|Peter Boettke|
The Financial Times features an opinion piece written by the the economics working group at Occupy London that discusses how Hayek helped them understand the flaws of capitalism.
Calling on Greg Ransom to fly to London and lead a discussion group.
HT: Stephan Boehm
This is great. Be sure to click the link to the Occupy teach out featuring Steve Baker and others:
http://occupylsx.org/?p=2835
We have to admit that they're not all the way there yet. They say, "we are committed to incorporating different preferences before coming up with policies." But the point is that in a market system our preferences and actions do not have to be pre-coordinated through policy. We can peacefully coexist while practicing antithetical values. Nevertheless, they are thinking about the idea that "distributed intelligence in a voluntary co-operative is a hallmark of real economy," which is pretty awesome.
I hope Austrian economists will use the crisis and the Occupy movement as an occasion to revisit Hayek's essay, "The Corporation in a Democratic Society" (Studies pp. 300-312). We need to think about how to reign in corporate power and unwind corporatism.
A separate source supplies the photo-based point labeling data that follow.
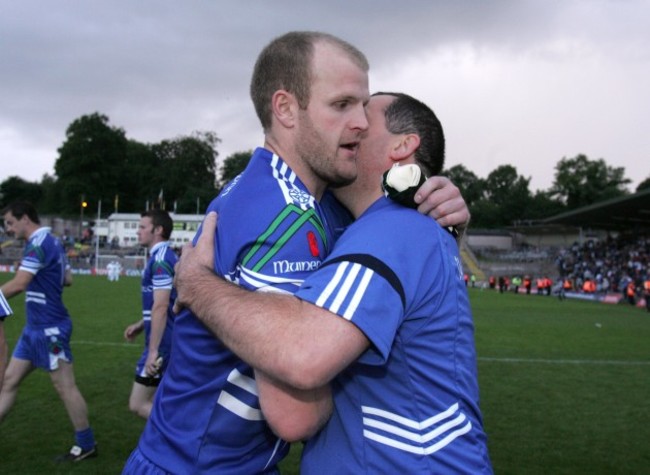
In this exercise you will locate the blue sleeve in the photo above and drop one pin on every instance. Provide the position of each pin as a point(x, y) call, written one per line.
point(5, 309)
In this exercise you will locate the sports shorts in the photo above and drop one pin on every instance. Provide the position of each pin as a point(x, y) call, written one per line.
point(45, 346)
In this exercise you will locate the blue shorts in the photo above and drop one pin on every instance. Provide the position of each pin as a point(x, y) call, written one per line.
point(138, 464)
point(45, 346)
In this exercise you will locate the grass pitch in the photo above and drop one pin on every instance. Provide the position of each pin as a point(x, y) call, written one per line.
point(564, 385)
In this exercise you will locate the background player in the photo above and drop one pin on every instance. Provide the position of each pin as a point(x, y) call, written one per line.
point(45, 340)
point(154, 231)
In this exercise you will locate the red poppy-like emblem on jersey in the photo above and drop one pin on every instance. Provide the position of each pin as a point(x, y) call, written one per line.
point(313, 244)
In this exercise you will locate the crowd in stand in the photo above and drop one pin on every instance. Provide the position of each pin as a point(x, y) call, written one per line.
point(618, 265)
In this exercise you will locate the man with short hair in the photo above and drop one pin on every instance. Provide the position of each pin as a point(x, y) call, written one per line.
point(309, 90)
point(45, 340)
point(385, 319)
point(154, 230)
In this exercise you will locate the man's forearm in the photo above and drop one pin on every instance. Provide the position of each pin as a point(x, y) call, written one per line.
point(292, 341)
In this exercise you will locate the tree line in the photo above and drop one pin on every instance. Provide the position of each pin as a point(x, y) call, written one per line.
point(98, 162)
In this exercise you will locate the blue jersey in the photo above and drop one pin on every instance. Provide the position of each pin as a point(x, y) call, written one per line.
point(45, 258)
point(159, 275)
point(409, 404)
point(5, 309)
point(206, 416)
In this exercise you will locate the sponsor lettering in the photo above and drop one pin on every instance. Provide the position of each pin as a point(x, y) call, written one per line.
point(285, 267)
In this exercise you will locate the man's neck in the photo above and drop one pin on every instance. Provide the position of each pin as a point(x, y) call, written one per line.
point(356, 201)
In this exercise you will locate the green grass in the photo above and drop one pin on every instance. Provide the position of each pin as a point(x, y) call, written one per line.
point(564, 385)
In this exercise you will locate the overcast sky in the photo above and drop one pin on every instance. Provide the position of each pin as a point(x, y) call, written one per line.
point(519, 82)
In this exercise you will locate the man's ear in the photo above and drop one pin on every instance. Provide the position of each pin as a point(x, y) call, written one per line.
point(284, 107)
point(405, 147)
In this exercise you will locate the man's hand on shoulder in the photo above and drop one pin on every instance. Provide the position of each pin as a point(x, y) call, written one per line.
point(439, 198)
point(195, 265)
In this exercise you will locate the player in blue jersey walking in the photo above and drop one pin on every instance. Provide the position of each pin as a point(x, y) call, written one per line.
point(45, 340)
point(386, 319)
point(309, 90)
point(5, 311)
point(154, 230)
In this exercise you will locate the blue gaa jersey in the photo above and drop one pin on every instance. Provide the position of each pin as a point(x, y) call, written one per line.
point(45, 258)
point(159, 275)
point(409, 404)
point(206, 416)
point(5, 309)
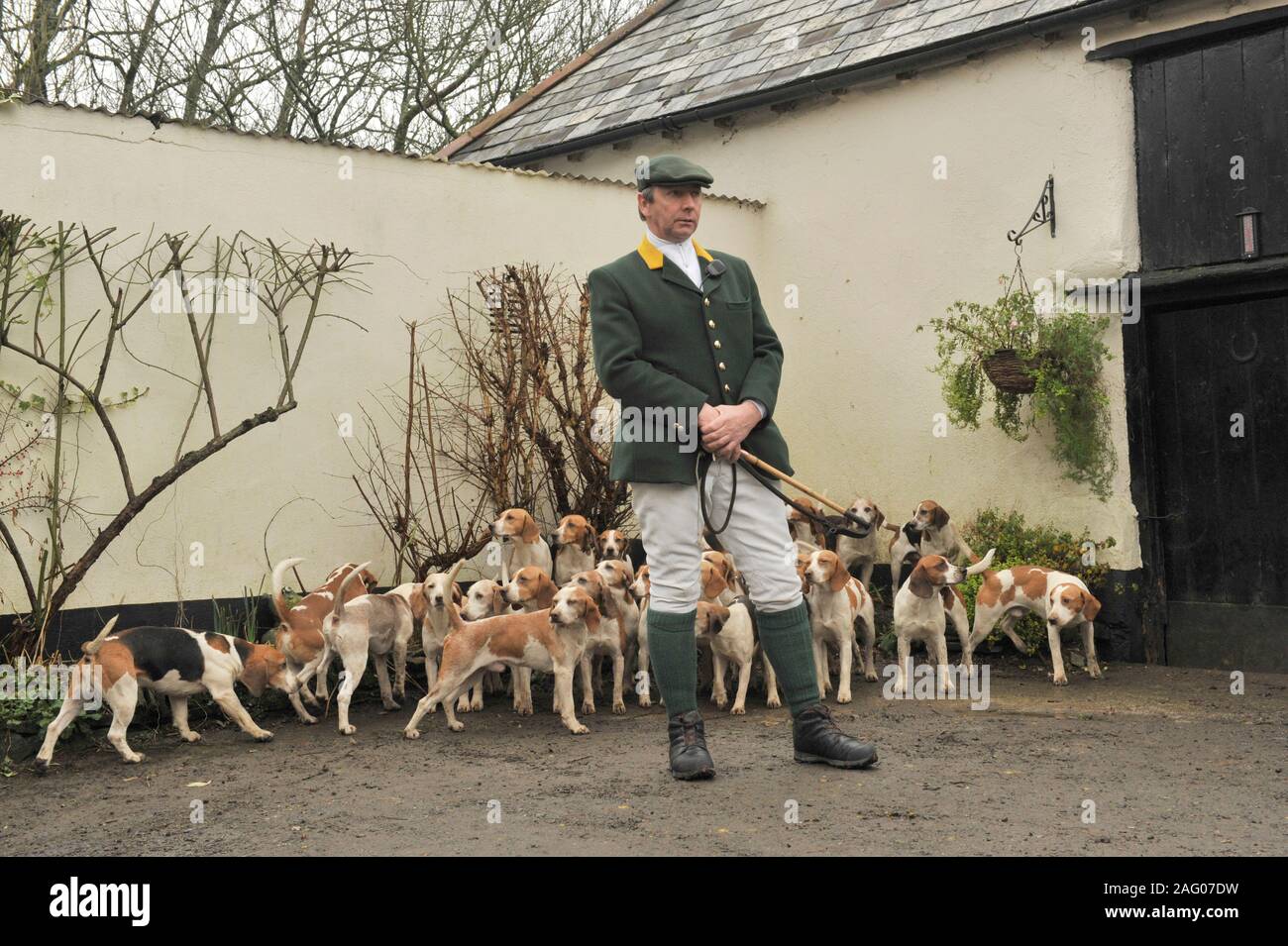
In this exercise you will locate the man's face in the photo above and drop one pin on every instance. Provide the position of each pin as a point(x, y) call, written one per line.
point(674, 213)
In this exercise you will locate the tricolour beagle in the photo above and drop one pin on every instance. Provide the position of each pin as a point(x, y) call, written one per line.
point(921, 611)
point(299, 635)
point(840, 615)
point(520, 543)
point(576, 546)
point(928, 533)
point(548, 640)
point(1061, 600)
point(178, 663)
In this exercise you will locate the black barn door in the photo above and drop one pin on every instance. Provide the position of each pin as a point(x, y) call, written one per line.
point(1219, 396)
point(1215, 361)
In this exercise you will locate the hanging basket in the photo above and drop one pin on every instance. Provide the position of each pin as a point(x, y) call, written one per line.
point(1012, 373)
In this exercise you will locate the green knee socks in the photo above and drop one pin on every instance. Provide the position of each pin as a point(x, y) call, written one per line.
point(786, 637)
point(789, 644)
point(674, 653)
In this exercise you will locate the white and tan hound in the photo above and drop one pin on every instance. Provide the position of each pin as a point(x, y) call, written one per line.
point(520, 543)
point(375, 626)
point(576, 546)
point(170, 661)
point(299, 635)
point(612, 545)
point(862, 554)
point(840, 617)
point(921, 611)
point(1061, 600)
point(930, 523)
point(546, 640)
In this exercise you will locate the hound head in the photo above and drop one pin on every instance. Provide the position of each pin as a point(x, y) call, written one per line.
point(930, 515)
point(866, 512)
point(612, 545)
point(265, 666)
point(934, 572)
point(709, 619)
point(574, 605)
point(642, 587)
point(575, 530)
point(616, 575)
point(825, 571)
point(1068, 604)
point(712, 580)
point(593, 584)
point(515, 525)
point(485, 598)
point(529, 583)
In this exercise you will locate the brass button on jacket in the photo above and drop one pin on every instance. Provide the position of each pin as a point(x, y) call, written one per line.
point(652, 353)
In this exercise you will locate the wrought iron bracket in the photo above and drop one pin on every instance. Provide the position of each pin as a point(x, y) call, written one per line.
point(1042, 214)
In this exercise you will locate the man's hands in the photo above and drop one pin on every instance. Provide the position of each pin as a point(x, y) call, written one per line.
point(724, 428)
Posted by: Roger Koppl | January 26, 2012 at 11:14 AM
They'd be pleased to know that Hayek spent a summer in a proto-socialist commune / hippie festival / "Occupy The Forest" camp out lead by Othmar Spann, time spent beating drums, not bathing much, jumping over fires, and discussing how the Spirit of the Collective Whole created something greater than the individuals within it, offering a critique of the pathologies of British selfish individualism.
Posted by: Greg Ransom | January 26, 2012 at 11:18 AM
"Man has been civilized very much against his wishes."
Discuss.
Posted by: Greg Ransom | January 26, 2012 at 11:24 AM
Hayek really liked beating drums, not bathing much, and jumping over fires, Greg?
Posted by: Barkley Rosser | January 26, 2012 at 04:21 PM
If the three policy recommendations in the article are anything to go by they haven't learnt a thing from Hayek.
Posted by: Greg Lindsay | January 26, 2012 at 05:03 PM
This article is SO STUPID. I was thinking of responding by writing a letter to the FT. But then a friend remarked, "Spend you time attacking the powerful, not the stupid and powerless." Yes, I'd rather watch TV.
Posted by: Mario Rizzo | January 26, 2012 at 07:06 PM
Mario, there's a good letter from Mr. Peter Smaill in Friday's issue of the Financial Times.
http://www.ft.com/cms/s/0/225776de-4784-11e1-b646-00144feabdc0.html
Posted by: Mark Brady | January 26, 2012 at 08:01 PM
Think the FT piece was dumb?
Try this for dumb -- Nicholas Wapshott goes Reductio Ad Hitlerum on Hayek:
http://rendezvous.blogs.nytimes.com/2012/01/24/austerity-could-again-sow-seeds-of-extremism-in-europe/
Posted by: Greg Ransom | January 27, 2012 at 11:12 AM
Greg, Please give us a cite on the stuff about Hayek jumping over fires.
Posted by: Roger Koppl | January 27, 2012 at 11:24 AM
Bruce Caldwell talks about Spann and jumping fires in his _Hayek's Challenge_ book, but doesn't specifically cite Hayek as one of the jumpers.
I'm trying to remember the place were Hayek talks abou this "hippie" experience with Spann. It's a typical set piece of Hayek humor, laughing about strumming instruments and rejecting the basics of civilization.
Posted by: Greg Ransom | January 27, 2012 at 11:54 AM
From the 1978 UCLA Oral History interviews with Hayek:
"[Spann] was resorting to taking us to a midsummer celebration up in the woods, where we jumped over fires and — It's so funny [laughter], but it didn't last long, because we soon discovered that he really didn't have anything to tell us about economics."
Posted by: Greg Ransom | January 27, 2012 at 11:58 AM
In other interviews Hayek talks about the 1920s era romantic/hippie German/Austrian youth movement, Spann's celebrations being an early precursor.
Posted by: Greg Ransom | January 27, 2012 at 12:00 PM
Got it. Thanks, Greg.
Posted by: Roger Koppl | January 27, 2012 at 12:38 PM
I got about halfway through the article before I realized it's the usual collectivist trash. If they still think "equality" is a meaningful economic category, they haven't been paying attention to Hayek at all.
This is just another example of how ideologues hear exactly what they want to hear, nothing less, and nothing more.